Here it goes: First I define a concept that I use in the proof. I have no idea if what I define is consistent with the usual definition of cycle structure, but it works for the purpouse of this proof.
Definition: If [tex]\sigma \in S{n}[/tex] we know that we can write it as a product of disjoint cycles. We characterize [tex]\sigma[/tex] in the following way;
If [tex]\sigma[/tex] is a product of [tex]\tau_{k_{1}}, \ldots \tau_{k_{r}}[/tex], where the [tex]\tau_{k_{i}}[/tex] are disjoint cycles of length [tex]k_{i}[/tex], we say that the cycle structure of [tex]\sigma[/tex] is [tex]\sum{k_{i}}[/tex], denoted [tex]\mathcal{S}(\sigma) = \sum{k_{i}}[/tex].

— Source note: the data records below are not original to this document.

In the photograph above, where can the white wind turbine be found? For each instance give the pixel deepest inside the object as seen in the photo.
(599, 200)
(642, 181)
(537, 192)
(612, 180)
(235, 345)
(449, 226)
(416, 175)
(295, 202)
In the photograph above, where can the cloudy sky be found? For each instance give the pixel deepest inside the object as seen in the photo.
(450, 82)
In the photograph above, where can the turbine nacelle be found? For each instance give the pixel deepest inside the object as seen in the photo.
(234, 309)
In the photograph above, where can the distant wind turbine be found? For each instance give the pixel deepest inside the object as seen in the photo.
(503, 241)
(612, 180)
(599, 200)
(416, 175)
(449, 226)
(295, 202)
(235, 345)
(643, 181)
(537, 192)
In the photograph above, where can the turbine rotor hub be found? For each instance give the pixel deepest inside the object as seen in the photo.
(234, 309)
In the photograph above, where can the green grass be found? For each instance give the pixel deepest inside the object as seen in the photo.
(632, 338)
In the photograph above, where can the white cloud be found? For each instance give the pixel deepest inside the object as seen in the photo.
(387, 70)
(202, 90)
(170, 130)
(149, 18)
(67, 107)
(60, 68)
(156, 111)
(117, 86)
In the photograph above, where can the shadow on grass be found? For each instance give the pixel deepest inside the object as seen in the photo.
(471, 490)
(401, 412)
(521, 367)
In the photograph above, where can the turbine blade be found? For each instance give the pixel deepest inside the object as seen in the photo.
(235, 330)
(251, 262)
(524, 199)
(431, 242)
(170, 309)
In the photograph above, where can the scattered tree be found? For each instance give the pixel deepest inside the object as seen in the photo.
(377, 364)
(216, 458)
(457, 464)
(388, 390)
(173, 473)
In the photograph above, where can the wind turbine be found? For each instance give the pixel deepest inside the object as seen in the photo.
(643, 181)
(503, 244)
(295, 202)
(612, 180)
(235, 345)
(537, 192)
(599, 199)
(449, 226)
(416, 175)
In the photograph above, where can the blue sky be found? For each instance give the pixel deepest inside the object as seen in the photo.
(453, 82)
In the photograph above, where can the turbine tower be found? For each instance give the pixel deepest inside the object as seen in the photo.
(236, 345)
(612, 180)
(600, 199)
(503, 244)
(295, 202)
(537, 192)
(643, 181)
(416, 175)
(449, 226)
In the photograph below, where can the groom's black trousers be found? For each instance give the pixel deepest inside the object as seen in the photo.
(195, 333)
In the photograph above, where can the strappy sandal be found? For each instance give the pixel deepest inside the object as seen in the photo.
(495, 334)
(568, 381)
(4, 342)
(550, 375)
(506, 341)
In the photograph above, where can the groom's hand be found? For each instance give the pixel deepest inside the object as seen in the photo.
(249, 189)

Proof: Assume [tex]H \leq A_{5}[/tex], [tex]|H| = 20[/tex]. If [tex]\sigma \in H[/tex] then [tex]\mathcal{S}(\sigma) \in \{\phi,\: 2+2,\: 5\}[/tex], as if the structure would have been 2,4,3+2 it would have been an odd permutation. As the order of a 3-cycle is 3, we get by Lagrange's Theorem that no 3-cycle can be an element of a group of order 20. Thus we know that any element [tex]\sigma \in H[/tex] must be either a product of two disjoint transpositions, a 5-cycle or a product of these. We now examine the subgroups of [tex]A_{5}[/tex] having only elements of said type.
Let [tex]\tau[/tex] and [tex]\sigma[/tex] be of structure 2+2 and 5, respectively. Consider the subgroup [tex]K = \langle(\tau, \sigma)\rangle[/tex]. As there exists 5 distinct powers of [tex]\sigma[/tex] and 2 distinct powers of [tex]\tau[/tex] (conclusion drawn by the orders of the subgroups generated by one of the elements), we know that [tex]|K| \geq 5+2-1[/tex], as the identity is counted twice. Also, as the [tex]\tau\sigma^{k}[/tex] are distinct for [tex]k = 1,2,3,4,5[/tex], and only for [tex]k = 5[/tex] we have [tex]\tau\sigma^{k} = \tau[/tex], we get [tex]|K| \geq 10[/tex]. If [tex]\tau[/tex] conjugates [tex]\sigma[/tex] to a power of itself, equality holds. Even if one would not guess that this tells us anything, it actually reduces the problem quite a lot.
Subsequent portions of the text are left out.